Dad shut the truck door and headed for church. The cracked beige leather seats of the white suburban gave little. The radio blared. Naturally being the oldest I always sat in the front seat, my three brothers always sat in the back. I manned the radio. K-Rock constantly played the rock songs we all listened to. On occasion however we snuck Cd's in and played it while the crowds of people passed the rumbling truck on their way to church. Dad was in the choir and it made it a hell of a lot easier to get out of church. He always made us go with him on Sundays and because he had to be there earlier he left us the keys to play music while we waited for mass to start. We never went in though. Not once. We sat in the truck for an hour and a half and listened to music, then he took us to get bagels on the way back home. It was routine. This was our church.
The new MTV show, The Osbournes was on. My mother and I loved that show. We sat watching Ozzy curse and bumble his way through the episode. My father sat in the living room with his head down, pretending not to hear the bleeps every two seconds. Finally he had enough, during a commercial break he came into the living room. "What the hell do you have them watching this shit for? Why the fuck do you have this on? It's trash all they do is curse and I don't want my kids watching this filth." "I'll watch what I want in my house. At least they bleep out the curses on TV!"
I can't remember much about what was taught in CCD. All I could remember was the excitement of seeing Courtney there every week. I remember every week I would wait for her parents green cavalier to drive up, and to see her get out and walk up to the door of St. Mary's where I would attempt what little I knew about flirting. One day I even worked up the courage to ask her for her AIM screenname. She wrote in pink glitter pen on a small piece of paper. Later that night I'd add her and await her sign on every night.

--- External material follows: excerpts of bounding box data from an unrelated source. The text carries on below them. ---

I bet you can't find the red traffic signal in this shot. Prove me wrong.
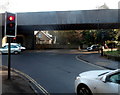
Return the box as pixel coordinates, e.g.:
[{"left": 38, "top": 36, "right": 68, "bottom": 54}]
[
  {"left": 5, "top": 12, "right": 17, "bottom": 37},
  {"left": 8, "top": 16, "right": 15, "bottom": 21}
]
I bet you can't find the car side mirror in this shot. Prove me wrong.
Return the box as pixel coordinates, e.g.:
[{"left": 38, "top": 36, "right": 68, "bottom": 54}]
[{"left": 102, "top": 75, "right": 108, "bottom": 83}]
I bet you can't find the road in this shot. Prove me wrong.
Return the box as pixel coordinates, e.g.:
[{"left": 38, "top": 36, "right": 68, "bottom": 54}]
[{"left": 2, "top": 51, "right": 101, "bottom": 93}]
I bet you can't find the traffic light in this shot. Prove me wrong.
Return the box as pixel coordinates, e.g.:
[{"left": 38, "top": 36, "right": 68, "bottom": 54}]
[{"left": 5, "top": 12, "right": 17, "bottom": 37}]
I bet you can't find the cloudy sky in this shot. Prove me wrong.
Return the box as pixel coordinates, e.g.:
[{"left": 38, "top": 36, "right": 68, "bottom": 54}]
[{"left": 2, "top": 0, "right": 120, "bottom": 12}]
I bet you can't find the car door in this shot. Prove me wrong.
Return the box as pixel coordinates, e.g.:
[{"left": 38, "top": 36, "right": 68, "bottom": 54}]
[
  {"left": 97, "top": 72, "right": 120, "bottom": 95},
  {"left": 2, "top": 46, "right": 8, "bottom": 53},
  {"left": 11, "top": 45, "right": 17, "bottom": 53}
]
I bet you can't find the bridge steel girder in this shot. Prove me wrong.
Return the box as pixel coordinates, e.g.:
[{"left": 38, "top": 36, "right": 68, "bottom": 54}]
[{"left": 17, "top": 9, "right": 120, "bottom": 30}]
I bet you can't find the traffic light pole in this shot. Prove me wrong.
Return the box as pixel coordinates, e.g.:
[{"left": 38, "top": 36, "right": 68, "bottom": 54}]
[{"left": 8, "top": 37, "right": 11, "bottom": 80}]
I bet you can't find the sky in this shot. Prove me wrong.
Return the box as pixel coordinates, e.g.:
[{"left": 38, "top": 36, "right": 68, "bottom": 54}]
[{"left": 2, "top": 0, "right": 120, "bottom": 12}]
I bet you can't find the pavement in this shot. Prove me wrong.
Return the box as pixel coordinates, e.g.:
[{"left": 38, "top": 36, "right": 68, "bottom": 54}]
[
  {"left": 0, "top": 50, "right": 120, "bottom": 95},
  {"left": 0, "top": 67, "right": 36, "bottom": 95}
]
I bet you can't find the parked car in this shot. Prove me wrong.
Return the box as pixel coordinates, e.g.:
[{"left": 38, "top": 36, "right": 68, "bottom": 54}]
[
  {"left": 4, "top": 43, "right": 26, "bottom": 51},
  {"left": 75, "top": 69, "right": 120, "bottom": 95},
  {"left": 0, "top": 45, "right": 21, "bottom": 54},
  {"left": 87, "top": 45, "right": 100, "bottom": 51}
]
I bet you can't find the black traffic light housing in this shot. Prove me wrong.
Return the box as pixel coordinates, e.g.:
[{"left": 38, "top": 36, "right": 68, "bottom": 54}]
[{"left": 5, "top": 12, "right": 17, "bottom": 37}]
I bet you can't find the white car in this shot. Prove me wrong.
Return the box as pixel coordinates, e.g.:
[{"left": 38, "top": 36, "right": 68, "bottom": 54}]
[
  {"left": 87, "top": 45, "right": 100, "bottom": 51},
  {"left": 0, "top": 45, "right": 21, "bottom": 54},
  {"left": 75, "top": 69, "right": 120, "bottom": 95},
  {"left": 3, "top": 43, "right": 26, "bottom": 51}
]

They had a diagnosis. Sydenham's chorea. The doctors and nurses openly admitted they had never even heard of it. They would have likely never even found out about it if it wasn't for my mothers persistence. In the early days of google and yahoo she searched and searched for answers pin pointing one solution and inquiring about it. Mom had to take my brothers to baseball and basketball practices. Dad came in. He had 5 books of word searches and puzzle books, and he brought a movie, a trilogy actually, one I'd heard of but never seen before; Star Wars. I watched it repeatedly. I finished one of the puzzle books while waiting for him to return back from grabbing a bite to eat in cafeteria downstairs. He couldn't believe it. Every day he brought more puzzle books for me to work on, and then he began bringing actual books for me to read along with a bunch of snacks, kit kats and twizzlers.
Steven was the name of the boy in the "room" next to me. A room divided by a thin curtain. Steven was my age, 12. He was struck by a drunk driver shattering his leg. His knee and leg had pins straight through to hold everything together. I remember watching TV with him and walking down to the game center and playing Mario, Mario kart and other video games, despite the wishes of nurses not wanting to continue moving Steven's bed and monitoring me as I walk, so they allowed us to bring the NES into our room along with a few games. One day Steven was just gone. He hadn't healed yet. He was moved to another room and that was the last I heard of Steven.
After fully recovering I remember my father attributing my recovery to God. It was a miracle. That never felt right to me. The fact that my entire struggles, everything I've been through, everything I dealt with credited not to me or the nurses or doctors or medicine, but simply, God; God did it. That was unsettling. It was upsetting to me.